Japanese underwear for men
Published: Feb 17, 2020
Fundoshi is the traditional Japanese undergarment for adult males, made from a length of cotton. Before World War II, the fundoshi was the main form of underwear for Japanese adult males. However it fell out of use quickly after the war with the introduction of new underwear to the Japanese market, such as briefs and boxer briefs. Nowadays, the fundoshi is mainly used not as underwear but as matsuri (festival) clothing at Hadaka Matsuri (not celebrated in Okinawa Prefecture) or, sometimes, as swimwear.
TYPES AND METHODS OF DONNING
The fundoshi is first mentioned in the classic Japanese history text the Nihongi. They are also depicted on clay figures, haniwa. The fundoshi was the underwear of choice of every Japanese adult male, rich or poor, high or low status, until after the Second World War, when Americanization popularized elasticized underpants. There are several types of fundoshi, including rokushaku, kuroneko, mokko and etchu.
The fundoshi comes in several basic styles. The most relaxed type consists in a strip of cloth, wound around the hips, secured at the small of the back by knotting or twisting, with the excess brought forward between the legs, and tucked through the cloth belt in front to hang as an apron.
The second style, for people who are active, is formed when the cloth is wound around the hips so that there is an excess of apron, which is brought back again between the legs and twisted around the belt-cloth in back. The rokushaku fundoshi is a length of cloth, the dimensions being one shaku (34 cm / 14 inches) wide and six shaku (2.3 m / 92 to 96 inches) long; roku is Japanese for six, hence roku-shaku. It is the oldest form of fundoshi, and perhaps the most recognizable for many people. The fundoshi is often twisted to create a thong effect at the back.
It was also the standard male bathing suit. Male children learning to swim during the early 1960s were often told to wear this kind of fundoshi because a boy in trouble could be easily lifted out of the water by the back cloth of his fundoshi.
The third style, called Etchu fundoshi, which originated in the vicinity of Toyama Prefecture, is a long rectangle of cloth with tapes at one narrow end. Etchu fundoshi is a length of cloth, however it has a strip of material at the waist to form a fastening or string.

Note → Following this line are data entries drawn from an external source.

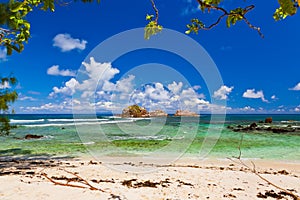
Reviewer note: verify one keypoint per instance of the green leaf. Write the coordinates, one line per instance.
(149, 17)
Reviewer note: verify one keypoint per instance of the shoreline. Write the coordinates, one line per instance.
(187, 178)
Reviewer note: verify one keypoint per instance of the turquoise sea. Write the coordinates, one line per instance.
(107, 135)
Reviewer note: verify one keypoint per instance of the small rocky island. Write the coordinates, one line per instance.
(137, 111)
(186, 113)
(265, 126)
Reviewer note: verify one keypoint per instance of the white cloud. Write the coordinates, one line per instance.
(223, 92)
(5, 85)
(68, 89)
(55, 71)
(196, 87)
(25, 98)
(34, 92)
(175, 87)
(3, 54)
(296, 88)
(273, 97)
(66, 43)
(97, 90)
(250, 93)
(247, 108)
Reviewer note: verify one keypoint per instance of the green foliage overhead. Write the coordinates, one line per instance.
(7, 96)
(15, 29)
(287, 8)
(152, 28)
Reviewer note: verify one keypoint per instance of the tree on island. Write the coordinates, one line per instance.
(15, 29)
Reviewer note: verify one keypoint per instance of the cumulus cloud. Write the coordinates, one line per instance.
(175, 87)
(55, 71)
(66, 90)
(296, 88)
(66, 43)
(96, 89)
(247, 108)
(223, 92)
(250, 93)
(5, 85)
(3, 54)
(273, 97)
(22, 97)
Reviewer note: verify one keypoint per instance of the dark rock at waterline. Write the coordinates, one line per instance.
(283, 130)
(186, 113)
(269, 120)
(135, 111)
(30, 136)
(253, 125)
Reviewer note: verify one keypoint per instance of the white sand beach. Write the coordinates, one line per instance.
(188, 178)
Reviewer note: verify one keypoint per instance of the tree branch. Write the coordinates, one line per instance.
(228, 14)
(156, 10)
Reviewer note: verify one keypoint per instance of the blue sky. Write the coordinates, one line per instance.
(259, 75)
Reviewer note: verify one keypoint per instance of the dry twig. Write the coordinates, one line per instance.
(253, 170)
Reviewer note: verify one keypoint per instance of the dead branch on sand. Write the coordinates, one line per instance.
(238, 160)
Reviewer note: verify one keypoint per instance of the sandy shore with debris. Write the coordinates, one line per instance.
(188, 178)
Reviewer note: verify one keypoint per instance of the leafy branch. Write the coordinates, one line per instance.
(233, 16)
(152, 28)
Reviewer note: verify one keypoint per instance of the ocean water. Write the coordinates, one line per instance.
(106, 135)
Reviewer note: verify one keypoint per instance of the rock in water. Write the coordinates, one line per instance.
(135, 111)
(269, 120)
(158, 113)
(186, 113)
(30, 136)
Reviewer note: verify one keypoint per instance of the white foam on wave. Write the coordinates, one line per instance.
(76, 120)
(78, 124)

The dimensions are 14 inches width by about 40 inches length, and it is tied with the material strip in front of the body. One ties the tapes around the hips, with the cloth at the small of the back, and then pulls the cloth between the legs and through the belt, letting the remainder hang as an apron. Such fundoshi were issued to Japanese troops in World War II, and often were the sole garb of Allied POWs in tropic areas.
The best material for this is a white linen or white cotton. Silk crepe may be used according to one's taste, but plain silk is not suitable. In winter it may be lined with similar material, but in other seasons it is always single. Both ends (or front and back) are hemmed to put cords through. One of the cords forms a loop to suspend the front end from the neck, and the other secures the back end by being tied in the front. The length of the fundoshi is about 5 feet (5 shaku).

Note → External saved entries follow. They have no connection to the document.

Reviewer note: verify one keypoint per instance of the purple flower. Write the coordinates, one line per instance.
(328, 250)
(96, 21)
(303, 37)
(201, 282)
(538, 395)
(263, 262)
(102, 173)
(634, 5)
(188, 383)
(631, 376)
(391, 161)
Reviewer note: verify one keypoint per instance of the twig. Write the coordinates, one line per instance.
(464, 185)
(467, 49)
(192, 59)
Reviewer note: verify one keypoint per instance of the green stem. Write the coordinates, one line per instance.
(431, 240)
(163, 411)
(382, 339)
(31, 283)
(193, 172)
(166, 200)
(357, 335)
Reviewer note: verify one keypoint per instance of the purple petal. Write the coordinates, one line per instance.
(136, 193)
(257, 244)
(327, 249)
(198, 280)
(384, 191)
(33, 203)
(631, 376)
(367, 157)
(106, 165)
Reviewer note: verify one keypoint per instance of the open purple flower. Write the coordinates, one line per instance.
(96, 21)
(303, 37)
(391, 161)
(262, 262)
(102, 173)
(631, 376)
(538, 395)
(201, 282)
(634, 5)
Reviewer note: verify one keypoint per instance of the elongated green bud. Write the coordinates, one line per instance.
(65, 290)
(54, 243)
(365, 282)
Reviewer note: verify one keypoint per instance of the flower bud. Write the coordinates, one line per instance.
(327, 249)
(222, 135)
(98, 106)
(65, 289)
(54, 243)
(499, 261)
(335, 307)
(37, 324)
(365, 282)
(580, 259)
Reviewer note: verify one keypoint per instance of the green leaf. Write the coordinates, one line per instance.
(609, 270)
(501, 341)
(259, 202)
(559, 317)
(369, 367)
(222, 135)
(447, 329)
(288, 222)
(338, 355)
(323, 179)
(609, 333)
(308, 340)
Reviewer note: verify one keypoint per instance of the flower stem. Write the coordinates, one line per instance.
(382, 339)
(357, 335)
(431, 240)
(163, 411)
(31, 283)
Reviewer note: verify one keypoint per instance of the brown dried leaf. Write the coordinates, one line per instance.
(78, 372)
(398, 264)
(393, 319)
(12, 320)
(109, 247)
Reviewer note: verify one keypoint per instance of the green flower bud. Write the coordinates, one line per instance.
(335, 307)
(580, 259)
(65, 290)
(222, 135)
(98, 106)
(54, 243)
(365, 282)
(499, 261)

A fourth type of fundoshi is the Mokko fundoshi. It is commonly regarded as the most modern form of fundoshi underwear, and it is often worn by kabuki actors both in history and sometimes now, too. Many people class it as a sort of hybrid combination of other types of fundoshi garments. Which also resembles modern western-style sewn underwear.

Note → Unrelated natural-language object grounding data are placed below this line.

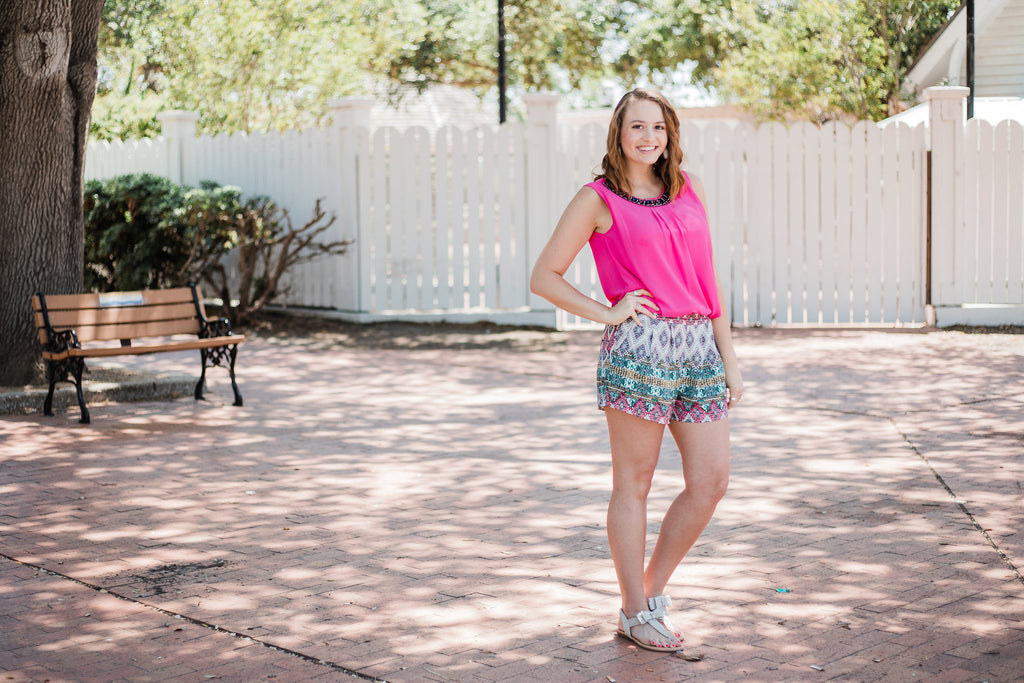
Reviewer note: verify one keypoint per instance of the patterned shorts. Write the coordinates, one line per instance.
(669, 369)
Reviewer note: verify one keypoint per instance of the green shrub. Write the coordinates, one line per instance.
(134, 236)
(144, 231)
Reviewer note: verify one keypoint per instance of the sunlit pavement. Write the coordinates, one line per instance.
(437, 514)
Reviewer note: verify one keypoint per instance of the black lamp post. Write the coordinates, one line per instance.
(502, 70)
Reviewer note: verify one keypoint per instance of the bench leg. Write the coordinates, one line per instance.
(52, 379)
(215, 356)
(202, 379)
(77, 369)
(70, 370)
(230, 370)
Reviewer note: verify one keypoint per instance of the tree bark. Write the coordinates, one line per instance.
(47, 84)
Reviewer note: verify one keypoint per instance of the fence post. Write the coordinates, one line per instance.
(945, 121)
(178, 128)
(542, 156)
(350, 118)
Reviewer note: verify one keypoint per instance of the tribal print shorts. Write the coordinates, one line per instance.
(668, 369)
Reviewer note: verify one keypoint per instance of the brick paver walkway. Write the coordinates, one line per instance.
(436, 514)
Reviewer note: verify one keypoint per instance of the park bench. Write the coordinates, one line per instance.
(69, 324)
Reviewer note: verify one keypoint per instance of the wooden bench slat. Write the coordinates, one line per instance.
(137, 330)
(92, 300)
(108, 351)
(62, 319)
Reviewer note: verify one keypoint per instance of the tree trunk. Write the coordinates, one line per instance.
(47, 83)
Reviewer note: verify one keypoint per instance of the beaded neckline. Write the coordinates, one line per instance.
(657, 201)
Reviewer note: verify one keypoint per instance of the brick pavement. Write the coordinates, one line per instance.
(436, 514)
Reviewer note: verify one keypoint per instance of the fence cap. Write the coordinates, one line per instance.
(354, 101)
(177, 115)
(947, 92)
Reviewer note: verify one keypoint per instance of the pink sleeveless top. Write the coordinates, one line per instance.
(663, 249)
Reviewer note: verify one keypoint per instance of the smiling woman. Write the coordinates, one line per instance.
(666, 357)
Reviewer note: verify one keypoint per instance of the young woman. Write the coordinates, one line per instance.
(667, 355)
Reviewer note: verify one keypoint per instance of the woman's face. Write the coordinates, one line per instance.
(643, 135)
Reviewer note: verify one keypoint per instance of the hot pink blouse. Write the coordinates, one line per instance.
(663, 249)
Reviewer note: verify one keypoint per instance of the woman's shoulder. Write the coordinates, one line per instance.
(692, 181)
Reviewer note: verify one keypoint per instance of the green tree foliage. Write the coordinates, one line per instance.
(822, 59)
(243, 66)
(248, 66)
(145, 231)
(549, 44)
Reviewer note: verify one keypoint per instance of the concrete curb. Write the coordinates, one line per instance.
(143, 386)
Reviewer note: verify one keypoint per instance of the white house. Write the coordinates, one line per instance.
(998, 50)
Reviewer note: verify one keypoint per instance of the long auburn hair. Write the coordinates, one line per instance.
(668, 170)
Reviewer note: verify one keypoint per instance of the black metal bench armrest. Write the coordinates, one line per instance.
(220, 327)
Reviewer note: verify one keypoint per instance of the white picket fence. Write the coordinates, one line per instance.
(810, 225)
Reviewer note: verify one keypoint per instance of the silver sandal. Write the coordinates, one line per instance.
(659, 608)
(626, 627)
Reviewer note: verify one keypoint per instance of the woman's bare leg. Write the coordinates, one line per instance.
(705, 451)
(636, 444)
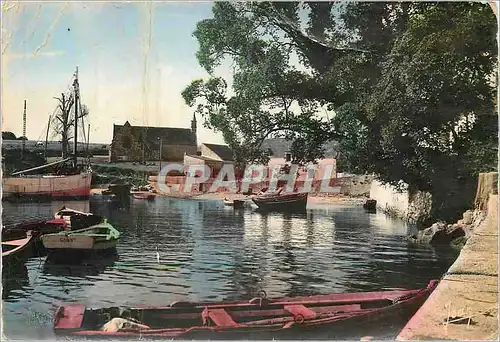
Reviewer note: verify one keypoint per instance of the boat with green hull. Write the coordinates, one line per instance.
(99, 237)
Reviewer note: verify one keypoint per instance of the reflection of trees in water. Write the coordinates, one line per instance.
(14, 278)
(392, 271)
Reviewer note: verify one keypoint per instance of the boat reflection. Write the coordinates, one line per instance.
(87, 266)
(14, 278)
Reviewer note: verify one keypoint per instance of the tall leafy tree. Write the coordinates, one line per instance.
(411, 84)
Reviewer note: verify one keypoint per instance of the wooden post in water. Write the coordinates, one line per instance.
(75, 85)
(23, 142)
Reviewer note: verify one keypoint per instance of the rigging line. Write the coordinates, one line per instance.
(146, 67)
(31, 24)
(48, 35)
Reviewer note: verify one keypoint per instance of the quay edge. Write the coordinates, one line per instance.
(469, 290)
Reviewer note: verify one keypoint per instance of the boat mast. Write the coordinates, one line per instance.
(24, 131)
(46, 140)
(75, 85)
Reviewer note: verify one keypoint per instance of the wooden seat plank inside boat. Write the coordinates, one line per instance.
(220, 317)
(19, 242)
(300, 310)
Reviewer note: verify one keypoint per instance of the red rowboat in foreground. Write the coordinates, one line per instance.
(258, 318)
(279, 201)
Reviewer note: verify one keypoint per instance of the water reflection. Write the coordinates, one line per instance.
(208, 252)
(14, 279)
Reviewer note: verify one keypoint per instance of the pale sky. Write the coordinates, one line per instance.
(134, 60)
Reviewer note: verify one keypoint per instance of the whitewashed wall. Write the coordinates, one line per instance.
(413, 208)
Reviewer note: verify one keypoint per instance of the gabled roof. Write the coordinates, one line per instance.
(223, 151)
(169, 135)
(202, 158)
(279, 146)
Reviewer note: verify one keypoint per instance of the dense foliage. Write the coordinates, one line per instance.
(411, 86)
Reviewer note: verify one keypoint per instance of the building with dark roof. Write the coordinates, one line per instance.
(143, 143)
(212, 155)
(280, 147)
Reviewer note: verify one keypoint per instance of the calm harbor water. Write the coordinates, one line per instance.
(211, 252)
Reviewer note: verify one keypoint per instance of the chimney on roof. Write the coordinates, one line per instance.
(193, 129)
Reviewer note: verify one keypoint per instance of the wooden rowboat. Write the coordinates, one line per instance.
(77, 219)
(143, 195)
(102, 236)
(236, 204)
(17, 251)
(258, 318)
(282, 202)
(40, 227)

The Mokko fundoshi is very easy to wear, unlike some of the other varieties mentioned. You just put it on and tie the strings on the side, and thatís it! You could say it is similar to a string bikini bottom!
There are many other varieties of fundoshi as there are many variations on the principle of a loincloth. For example, the mokko-fundoshi (literally "earth-basket loincloth" because it looks like the traditional baskets used in construction), is made like the Etchu-fundoshi but without a front apron; the cloth is secured to the belt to make a bikini effect. The kuro-neko fundoshi (literally "black cat fundoshi") is like the mokko-fundoshi except that the portion that passes from front to back is tailored to create a thong effect.
Fundoshi are not typically worn as everyday clothing.